いつもの彼女だったら絶対にありえない、子供の様な膨れっ面で、頬を赤く染めながら泣くのを耐えていた。
(………あ…なんか可愛い…)
珍しい光景に思わずホッコリしてしまったロマンは、泣き顔を見られた羞恥心で、顔面に向かって掌を突き出してきたローズへの反応に遅れて……。
外に出ていたウルフは上機嫌だった。
切らしたインクを補充する為に文房具屋を回っていたのだが、その道中で彼はたまたま、ローズがプリンを買った店の前を通った際に、余ってしまって処分しなければならないプリンを安く売り出している場面に出会い、安く大量に購入する事ができたのだ。
この男、周囲に隠しているつもりであるが、大の甘党であった。
(まさかあの店のプリンを大量に買えることが出来るなんて…!あいつら喜ぶかな?アリスは喜ぶだろうな)
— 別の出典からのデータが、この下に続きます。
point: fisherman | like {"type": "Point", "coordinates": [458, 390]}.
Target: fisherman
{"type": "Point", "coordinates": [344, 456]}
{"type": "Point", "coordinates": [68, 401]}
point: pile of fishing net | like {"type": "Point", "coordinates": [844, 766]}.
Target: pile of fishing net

調査班の人数分と、ついでにロマンとローズの分を買って帰路に着いたウルフは、スキップせんばかりに、軽やかな足取りでギルドの正門から中に入ろうとして…。
最上階の支部長室が突如爆発した。
「いや何事!?」
降り注ぐガラスと瓦礫からプリン(と自分の身)を守り、爆破によってリフォームされ、風通しが良くなった支部長室の中が見える位置まで駆け出す。
吹き抜けになった天井から、黒煙を吐き出す支部長の中ではフードを被っているのにも関わらず、黒焦げの爆発パーマになって倒れる支部長と、顔を真っ赤にして今にも泣き出しそうな秘書さんが見えたせいで、余計何が何やらわからなくなってしまったのだった……。
流石にブラックドラゴンは今度こそ粉々に吹き飛んでいた。
この後支部長は、ウルフが買ってきた自分の分のプリンをローズに献上することでなんとかご機嫌取りをしてました。